How would the earth’s ecosystems change if human beings were out of the picture? Weisman says we can get a glimpse of this hypothetical world by looking at primeval pockets where humanity’s footprint has been lightest.
“To see how the world would look if humans were gone, I began going to abandoned places, places that people had left for different reasons. One of them is the last fragment of primeval forest in Europe. It’s like what you see in your mind’s eye when you’re a kid and someone is reading Grimm’s fairy tales to you: a dark, brooding forest with wolves howling and tons of moss hanging off the trees. And there is such a place. It still exists on the border between Poland and Belarus. It was a game reserve that was set aside in the 1300s by a Lithuanian duke who later became king of Poland. A series of Polish kings and then Russian czars kept it as their own private hunting ground. There was very little human impact. After World War II it became a national park. You go in there and you see these enormous trees. It doesn’t feel strange. It almost feels right.
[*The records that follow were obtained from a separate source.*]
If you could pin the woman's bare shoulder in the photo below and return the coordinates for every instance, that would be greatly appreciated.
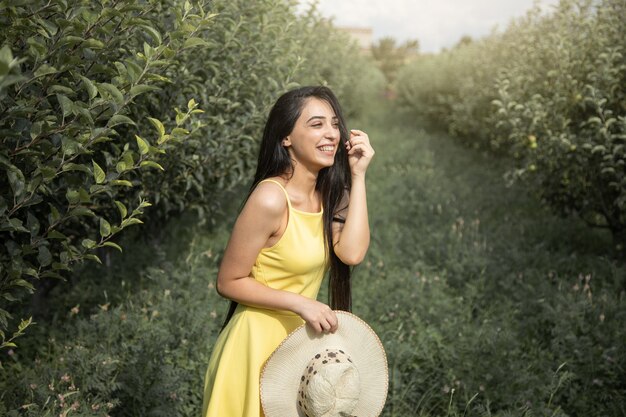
(267, 198)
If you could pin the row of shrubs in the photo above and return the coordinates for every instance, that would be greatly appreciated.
(550, 92)
(118, 113)
(486, 303)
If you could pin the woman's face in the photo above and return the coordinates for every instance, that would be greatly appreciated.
(315, 137)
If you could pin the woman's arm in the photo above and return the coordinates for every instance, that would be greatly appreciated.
(259, 220)
(351, 239)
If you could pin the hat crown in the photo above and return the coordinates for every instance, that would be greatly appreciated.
(330, 385)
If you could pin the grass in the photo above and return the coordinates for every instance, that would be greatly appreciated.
(486, 303)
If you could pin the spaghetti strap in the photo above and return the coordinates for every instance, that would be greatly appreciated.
(281, 187)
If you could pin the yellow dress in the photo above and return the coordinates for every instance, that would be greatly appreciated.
(295, 263)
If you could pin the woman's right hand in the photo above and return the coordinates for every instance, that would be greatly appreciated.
(318, 315)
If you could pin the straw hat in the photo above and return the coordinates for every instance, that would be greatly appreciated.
(326, 375)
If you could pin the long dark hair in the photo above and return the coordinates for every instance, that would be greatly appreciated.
(332, 182)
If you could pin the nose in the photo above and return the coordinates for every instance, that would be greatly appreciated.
(332, 132)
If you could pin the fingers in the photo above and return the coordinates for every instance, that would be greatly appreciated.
(327, 322)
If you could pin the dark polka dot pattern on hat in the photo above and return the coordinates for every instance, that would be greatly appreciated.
(319, 360)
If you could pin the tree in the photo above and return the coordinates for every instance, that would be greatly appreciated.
(390, 57)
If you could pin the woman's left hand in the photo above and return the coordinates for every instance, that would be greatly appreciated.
(360, 152)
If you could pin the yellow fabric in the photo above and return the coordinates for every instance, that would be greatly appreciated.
(295, 263)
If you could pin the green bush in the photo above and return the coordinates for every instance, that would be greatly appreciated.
(549, 92)
(70, 149)
(101, 119)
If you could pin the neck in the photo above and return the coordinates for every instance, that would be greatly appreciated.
(303, 181)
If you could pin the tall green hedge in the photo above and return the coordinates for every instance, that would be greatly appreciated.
(115, 113)
(551, 93)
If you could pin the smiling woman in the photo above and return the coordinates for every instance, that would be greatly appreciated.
(306, 215)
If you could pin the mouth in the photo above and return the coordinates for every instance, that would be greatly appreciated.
(327, 149)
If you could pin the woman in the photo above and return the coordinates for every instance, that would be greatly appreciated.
(306, 214)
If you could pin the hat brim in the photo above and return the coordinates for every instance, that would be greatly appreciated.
(282, 371)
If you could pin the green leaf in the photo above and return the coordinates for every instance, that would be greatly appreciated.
(194, 41)
(159, 126)
(93, 43)
(72, 196)
(82, 211)
(66, 104)
(45, 69)
(113, 245)
(121, 182)
(60, 89)
(76, 167)
(144, 147)
(98, 173)
(88, 243)
(44, 257)
(55, 234)
(93, 257)
(122, 208)
(24, 283)
(151, 164)
(105, 228)
(131, 221)
(89, 86)
(142, 88)
(119, 119)
(111, 90)
(16, 180)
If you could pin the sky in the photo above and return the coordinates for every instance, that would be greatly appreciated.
(434, 23)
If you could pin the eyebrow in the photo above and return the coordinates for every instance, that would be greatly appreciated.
(321, 117)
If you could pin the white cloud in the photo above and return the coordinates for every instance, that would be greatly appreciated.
(435, 23)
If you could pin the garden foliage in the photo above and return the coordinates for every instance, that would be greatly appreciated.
(551, 93)
(110, 107)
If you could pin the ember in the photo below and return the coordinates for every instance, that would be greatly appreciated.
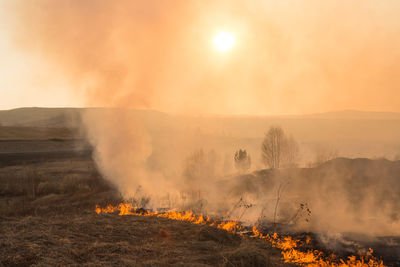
(287, 245)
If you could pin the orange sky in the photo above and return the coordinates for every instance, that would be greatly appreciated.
(289, 57)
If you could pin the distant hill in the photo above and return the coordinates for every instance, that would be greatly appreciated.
(41, 117)
(355, 115)
(351, 133)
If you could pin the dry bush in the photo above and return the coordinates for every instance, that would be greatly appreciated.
(246, 256)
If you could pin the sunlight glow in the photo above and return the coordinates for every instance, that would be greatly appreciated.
(224, 41)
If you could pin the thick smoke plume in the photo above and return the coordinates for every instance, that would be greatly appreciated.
(306, 56)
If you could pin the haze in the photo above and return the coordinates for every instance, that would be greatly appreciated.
(290, 57)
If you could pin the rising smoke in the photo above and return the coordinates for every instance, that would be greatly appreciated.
(290, 58)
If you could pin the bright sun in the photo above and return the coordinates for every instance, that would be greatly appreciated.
(224, 41)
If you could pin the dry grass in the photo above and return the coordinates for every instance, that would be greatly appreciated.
(104, 240)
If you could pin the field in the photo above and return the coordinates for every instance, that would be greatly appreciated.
(50, 185)
(47, 218)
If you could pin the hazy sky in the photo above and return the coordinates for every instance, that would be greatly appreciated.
(289, 56)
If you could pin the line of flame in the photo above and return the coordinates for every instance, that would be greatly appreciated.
(286, 244)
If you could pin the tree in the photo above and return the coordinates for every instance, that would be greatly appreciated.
(242, 160)
(290, 153)
(272, 147)
(277, 150)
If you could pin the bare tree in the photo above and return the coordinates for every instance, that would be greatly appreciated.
(290, 153)
(279, 150)
(272, 147)
(242, 160)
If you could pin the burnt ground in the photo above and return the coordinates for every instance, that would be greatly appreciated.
(47, 218)
(105, 240)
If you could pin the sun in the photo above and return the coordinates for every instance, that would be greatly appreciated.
(224, 41)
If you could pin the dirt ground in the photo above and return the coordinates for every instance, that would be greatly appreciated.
(47, 218)
(105, 240)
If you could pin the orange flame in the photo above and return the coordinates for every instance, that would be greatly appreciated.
(286, 244)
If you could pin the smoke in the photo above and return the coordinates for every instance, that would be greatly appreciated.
(290, 57)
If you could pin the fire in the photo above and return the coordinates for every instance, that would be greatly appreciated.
(287, 245)
(313, 258)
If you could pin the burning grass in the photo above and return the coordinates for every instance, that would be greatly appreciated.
(290, 248)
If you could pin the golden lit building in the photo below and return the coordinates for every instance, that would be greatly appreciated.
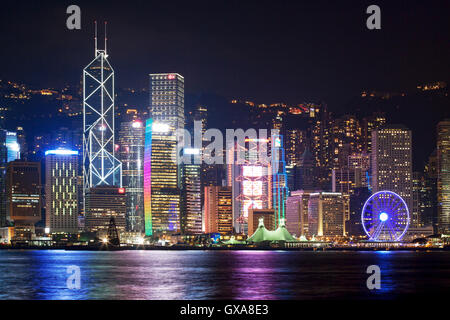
(326, 214)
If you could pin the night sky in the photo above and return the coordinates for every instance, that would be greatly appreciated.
(267, 51)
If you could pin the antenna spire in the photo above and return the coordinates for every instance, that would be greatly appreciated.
(95, 37)
(106, 38)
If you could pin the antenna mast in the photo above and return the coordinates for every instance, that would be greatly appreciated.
(95, 37)
(106, 38)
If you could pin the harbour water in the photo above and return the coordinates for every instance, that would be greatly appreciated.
(192, 275)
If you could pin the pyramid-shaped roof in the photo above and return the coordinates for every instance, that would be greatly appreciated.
(262, 234)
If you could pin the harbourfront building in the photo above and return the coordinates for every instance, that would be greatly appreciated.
(443, 176)
(100, 165)
(131, 155)
(254, 216)
(297, 212)
(392, 161)
(167, 99)
(9, 151)
(191, 213)
(24, 201)
(161, 179)
(326, 214)
(61, 191)
(102, 204)
(218, 210)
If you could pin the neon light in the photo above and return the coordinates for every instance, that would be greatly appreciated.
(385, 216)
(191, 151)
(160, 127)
(137, 124)
(148, 178)
(62, 152)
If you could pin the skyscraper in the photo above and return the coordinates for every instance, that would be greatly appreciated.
(392, 161)
(100, 165)
(326, 214)
(24, 196)
(218, 210)
(161, 189)
(61, 190)
(167, 99)
(191, 215)
(443, 176)
(280, 189)
(102, 204)
(9, 151)
(131, 155)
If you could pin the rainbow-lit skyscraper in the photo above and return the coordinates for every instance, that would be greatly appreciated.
(279, 179)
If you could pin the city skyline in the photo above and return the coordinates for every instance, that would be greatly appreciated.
(209, 150)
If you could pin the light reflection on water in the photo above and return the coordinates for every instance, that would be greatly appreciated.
(191, 275)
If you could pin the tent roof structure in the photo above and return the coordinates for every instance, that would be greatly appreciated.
(262, 234)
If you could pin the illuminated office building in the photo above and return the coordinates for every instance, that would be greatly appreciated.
(9, 151)
(167, 99)
(297, 212)
(326, 214)
(428, 197)
(369, 124)
(161, 188)
(102, 204)
(191, 216)
(295, 141)
(251, 181)
(443, 176)
(131, 155)
(218, 210)
(100, 165)
(61, 191)
(392, 161)
(24, 196)
(280, 189)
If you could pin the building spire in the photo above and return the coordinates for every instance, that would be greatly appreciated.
(106, 39)
(95, 38)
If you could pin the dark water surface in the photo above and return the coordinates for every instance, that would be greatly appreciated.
(42, 274)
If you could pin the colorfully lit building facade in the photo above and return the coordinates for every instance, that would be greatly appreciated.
(443, 176)
(102, 204)
(191, 215)
(24, 200)
(61, 191)
(131, 155)
(326, 214)
(297, 212)
(251, 181)
(161, 186)
(392, 161)
(280, 189)
(218, 216)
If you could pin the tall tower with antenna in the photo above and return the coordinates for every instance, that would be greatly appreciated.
(100, 166)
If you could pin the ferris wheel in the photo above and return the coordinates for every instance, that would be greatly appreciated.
(385, 216)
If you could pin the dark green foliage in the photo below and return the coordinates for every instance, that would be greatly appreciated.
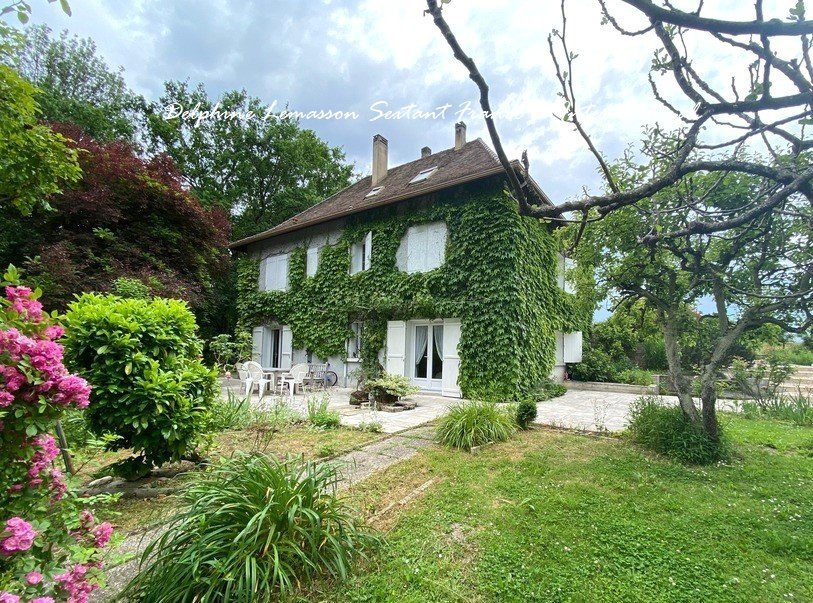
(499, 278)
(141, 358)
(664, 429)
(131, 288)
(475, 423)
(526, 413)
(250, 530)
(262, 171)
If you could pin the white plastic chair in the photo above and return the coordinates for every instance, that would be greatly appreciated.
(296, 376)
(259, 378)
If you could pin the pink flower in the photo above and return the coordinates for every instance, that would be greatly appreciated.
(21, 302)
(54, 332)
(102, 533)
(75, 585)
(20, 536)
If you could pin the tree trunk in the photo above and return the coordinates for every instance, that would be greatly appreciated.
(680, 383)
(708, 396)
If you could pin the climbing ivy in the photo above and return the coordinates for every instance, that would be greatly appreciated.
(499, 278)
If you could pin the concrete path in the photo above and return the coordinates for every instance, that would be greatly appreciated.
(588, 410)
(599, 411)
(429, 407)
(354, 466)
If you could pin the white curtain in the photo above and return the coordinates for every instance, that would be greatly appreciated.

Like something feels complete in there. You see oaks and ashes nearly 150 feet tall and 10 feet in diameter, with bark furrows so deep that woodpeckers stuff pinecones in them. Besides wolves and elk, the forest is home to the last remaining wild herd of Bison bonasus, the native European buffalo.
“I also went to the Korean DMZ, the demilitarized zone. Here you have this little stretch of land—it’s about 150 miles long and 2.5 miles wide—that has two of the world’s biggest armies facing off against each other. And in between the armies is an inadvertent wildlife preserve. You see species that might be extinct if it weren’t for this one little piece of land. Sometimes you’ll hear the soldiers screaming at one another through loudspeakers or flashing their propaganda back and forth, and in the middle of all this tension you’ll see the flocks of cranes that winter there.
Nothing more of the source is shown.